Eu registro, você filma, ele vai preso...

Por Carlos A. Afonso, diretor executivo do Instituto NUPEF e conselheiro do Comitê Gestor da Internet no Brasil (CGI.br), eleito como um dos representantes do terceiro setor

Por Demi Getschko, diretor presidente do Núcleo de Informação e Comunicação do Comitê Gestor da Internet no Brasil, Conselheiro do Comitê Gestor da Internet no Brasil, eleito representante de notório saber em assunto da Internet

Data da publicação: 

Julho de 2009

“A iniciativa de se regular a Internet do ponto de vista criminal é louvável, especialmente para coibir condutas graves. No entanto, ela traz em si riscos consideráveis. O caminho natural de regulamentação da rede, seguido por todos os países desenvolvidos, é primeiramente estabelecer um marco regulatório civil, que defina claramente as regras e responsabilidades com relação a usuários, empresas e demais instituições acessando a rede, para a partir daí definir regras criminais. O direito criminal deve ser visto como ultima ratio, isto é, o último recurso, que é adotado quando todas as demais formas de regulação falham. Nesse sentido, o caminho correto seria a partir do estabelecimento do marco civil, verificar o que teve efeito ou não de então adotar legislação criminal para regular a rede com base na experiência adquirida.”

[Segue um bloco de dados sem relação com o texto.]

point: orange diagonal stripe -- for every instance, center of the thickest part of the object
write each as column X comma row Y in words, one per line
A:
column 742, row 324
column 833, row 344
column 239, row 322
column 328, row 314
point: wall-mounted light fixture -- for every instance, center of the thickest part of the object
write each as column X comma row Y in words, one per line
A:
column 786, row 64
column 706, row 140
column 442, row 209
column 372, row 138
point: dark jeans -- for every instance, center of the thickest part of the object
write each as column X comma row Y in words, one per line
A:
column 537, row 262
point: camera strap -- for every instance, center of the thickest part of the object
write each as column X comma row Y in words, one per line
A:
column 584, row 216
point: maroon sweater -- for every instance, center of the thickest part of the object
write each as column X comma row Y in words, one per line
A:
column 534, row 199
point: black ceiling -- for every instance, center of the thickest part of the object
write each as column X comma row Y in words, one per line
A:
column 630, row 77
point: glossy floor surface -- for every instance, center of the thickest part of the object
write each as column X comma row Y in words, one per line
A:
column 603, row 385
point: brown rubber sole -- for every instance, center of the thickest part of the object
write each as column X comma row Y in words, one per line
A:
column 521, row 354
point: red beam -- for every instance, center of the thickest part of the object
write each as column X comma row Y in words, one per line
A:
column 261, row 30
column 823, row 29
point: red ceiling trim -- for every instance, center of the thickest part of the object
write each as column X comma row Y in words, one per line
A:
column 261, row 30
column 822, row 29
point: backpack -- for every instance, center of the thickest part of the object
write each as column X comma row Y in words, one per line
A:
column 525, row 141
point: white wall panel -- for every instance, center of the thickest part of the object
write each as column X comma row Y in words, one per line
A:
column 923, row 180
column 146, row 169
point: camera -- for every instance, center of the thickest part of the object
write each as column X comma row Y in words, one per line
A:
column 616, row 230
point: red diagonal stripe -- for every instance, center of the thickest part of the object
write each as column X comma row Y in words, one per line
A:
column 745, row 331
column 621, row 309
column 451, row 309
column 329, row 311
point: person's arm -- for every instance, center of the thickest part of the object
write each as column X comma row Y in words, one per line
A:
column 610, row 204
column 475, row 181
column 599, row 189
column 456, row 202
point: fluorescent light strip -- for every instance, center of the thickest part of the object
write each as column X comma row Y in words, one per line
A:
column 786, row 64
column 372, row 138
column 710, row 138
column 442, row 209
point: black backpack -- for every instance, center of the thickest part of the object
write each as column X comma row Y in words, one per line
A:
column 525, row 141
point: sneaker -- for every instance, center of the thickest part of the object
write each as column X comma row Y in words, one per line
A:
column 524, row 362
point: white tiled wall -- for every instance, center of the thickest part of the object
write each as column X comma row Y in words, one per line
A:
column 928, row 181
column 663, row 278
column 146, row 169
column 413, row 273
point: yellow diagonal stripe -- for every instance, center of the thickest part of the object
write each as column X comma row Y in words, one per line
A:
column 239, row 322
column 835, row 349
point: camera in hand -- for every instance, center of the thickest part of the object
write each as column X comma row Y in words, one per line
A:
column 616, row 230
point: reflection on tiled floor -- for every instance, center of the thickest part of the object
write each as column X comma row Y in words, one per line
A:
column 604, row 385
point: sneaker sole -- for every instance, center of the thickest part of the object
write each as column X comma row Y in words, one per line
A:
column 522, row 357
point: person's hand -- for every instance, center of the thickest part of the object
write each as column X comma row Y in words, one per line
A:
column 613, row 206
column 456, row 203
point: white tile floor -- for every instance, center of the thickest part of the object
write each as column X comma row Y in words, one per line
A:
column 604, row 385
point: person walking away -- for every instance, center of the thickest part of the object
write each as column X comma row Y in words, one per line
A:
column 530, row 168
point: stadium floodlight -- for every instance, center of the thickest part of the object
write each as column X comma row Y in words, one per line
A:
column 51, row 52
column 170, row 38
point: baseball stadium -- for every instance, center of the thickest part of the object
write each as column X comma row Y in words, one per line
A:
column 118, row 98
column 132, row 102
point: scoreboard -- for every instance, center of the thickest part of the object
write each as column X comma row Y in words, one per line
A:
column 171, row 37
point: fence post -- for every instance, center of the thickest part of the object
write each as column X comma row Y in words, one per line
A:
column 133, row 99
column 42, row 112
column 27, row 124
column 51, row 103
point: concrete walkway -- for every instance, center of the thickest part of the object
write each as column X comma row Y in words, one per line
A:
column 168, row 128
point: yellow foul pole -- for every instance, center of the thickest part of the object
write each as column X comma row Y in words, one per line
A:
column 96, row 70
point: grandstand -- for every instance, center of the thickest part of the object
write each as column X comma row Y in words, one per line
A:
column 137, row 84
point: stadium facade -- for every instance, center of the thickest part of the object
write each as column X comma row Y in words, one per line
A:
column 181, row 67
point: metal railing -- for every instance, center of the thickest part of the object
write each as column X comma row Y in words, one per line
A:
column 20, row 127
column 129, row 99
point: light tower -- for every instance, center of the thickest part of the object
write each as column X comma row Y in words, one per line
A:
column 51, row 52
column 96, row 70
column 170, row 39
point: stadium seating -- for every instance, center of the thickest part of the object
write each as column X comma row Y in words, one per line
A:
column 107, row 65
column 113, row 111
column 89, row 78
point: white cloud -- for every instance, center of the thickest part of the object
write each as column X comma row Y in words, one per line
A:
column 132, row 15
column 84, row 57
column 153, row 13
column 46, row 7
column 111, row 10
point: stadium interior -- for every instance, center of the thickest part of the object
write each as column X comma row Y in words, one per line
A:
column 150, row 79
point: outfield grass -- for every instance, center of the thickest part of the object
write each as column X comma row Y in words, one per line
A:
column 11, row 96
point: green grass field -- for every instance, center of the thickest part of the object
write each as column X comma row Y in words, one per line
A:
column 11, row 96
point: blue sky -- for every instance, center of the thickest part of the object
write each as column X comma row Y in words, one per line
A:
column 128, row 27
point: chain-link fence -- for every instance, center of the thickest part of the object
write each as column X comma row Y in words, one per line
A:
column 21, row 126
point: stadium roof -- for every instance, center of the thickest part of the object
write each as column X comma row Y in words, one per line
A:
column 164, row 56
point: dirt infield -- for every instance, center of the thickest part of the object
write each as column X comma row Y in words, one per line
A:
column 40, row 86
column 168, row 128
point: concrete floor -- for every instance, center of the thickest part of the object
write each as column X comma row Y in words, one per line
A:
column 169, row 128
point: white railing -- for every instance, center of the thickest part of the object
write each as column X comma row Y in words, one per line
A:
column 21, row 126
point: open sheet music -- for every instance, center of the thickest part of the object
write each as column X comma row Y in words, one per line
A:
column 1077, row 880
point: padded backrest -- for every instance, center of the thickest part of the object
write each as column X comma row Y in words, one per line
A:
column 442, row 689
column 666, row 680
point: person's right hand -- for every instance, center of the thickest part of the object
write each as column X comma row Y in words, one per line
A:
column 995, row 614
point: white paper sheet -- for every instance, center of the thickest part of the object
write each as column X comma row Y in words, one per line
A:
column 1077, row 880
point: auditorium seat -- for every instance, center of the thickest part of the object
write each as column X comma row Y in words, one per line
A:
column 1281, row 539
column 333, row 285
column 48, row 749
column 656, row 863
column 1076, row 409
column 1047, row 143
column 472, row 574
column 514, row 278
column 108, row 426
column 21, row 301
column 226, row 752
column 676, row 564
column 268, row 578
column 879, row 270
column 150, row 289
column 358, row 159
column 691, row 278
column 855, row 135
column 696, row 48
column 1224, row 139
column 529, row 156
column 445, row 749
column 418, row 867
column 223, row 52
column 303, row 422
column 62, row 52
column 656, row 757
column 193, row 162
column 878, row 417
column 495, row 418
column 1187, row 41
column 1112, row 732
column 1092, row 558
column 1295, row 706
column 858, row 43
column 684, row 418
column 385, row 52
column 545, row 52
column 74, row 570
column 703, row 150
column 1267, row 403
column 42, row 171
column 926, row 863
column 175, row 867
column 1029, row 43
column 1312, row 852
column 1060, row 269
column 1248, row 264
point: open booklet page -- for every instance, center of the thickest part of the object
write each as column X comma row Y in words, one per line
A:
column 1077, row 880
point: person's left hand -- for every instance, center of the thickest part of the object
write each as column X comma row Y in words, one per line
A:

Ronaldo Lemos, Carlos Affonso Pereira de Souza, Sérgio Branco, Pedro Mizukami, Luiz Moncau, Bruno Magrani, Proposta de Alteração do PLC 84/99 / PLC 89/03 (Crimes Digitais) e Estudo sobre História Legislativa e Marco Regulatório da Internet no Brasil, Rio de Janeiro: Centro de Tecnologia e Sociedade, Escola de Direito, Fundação Getúlio Vargas, junho de 2009, p.4.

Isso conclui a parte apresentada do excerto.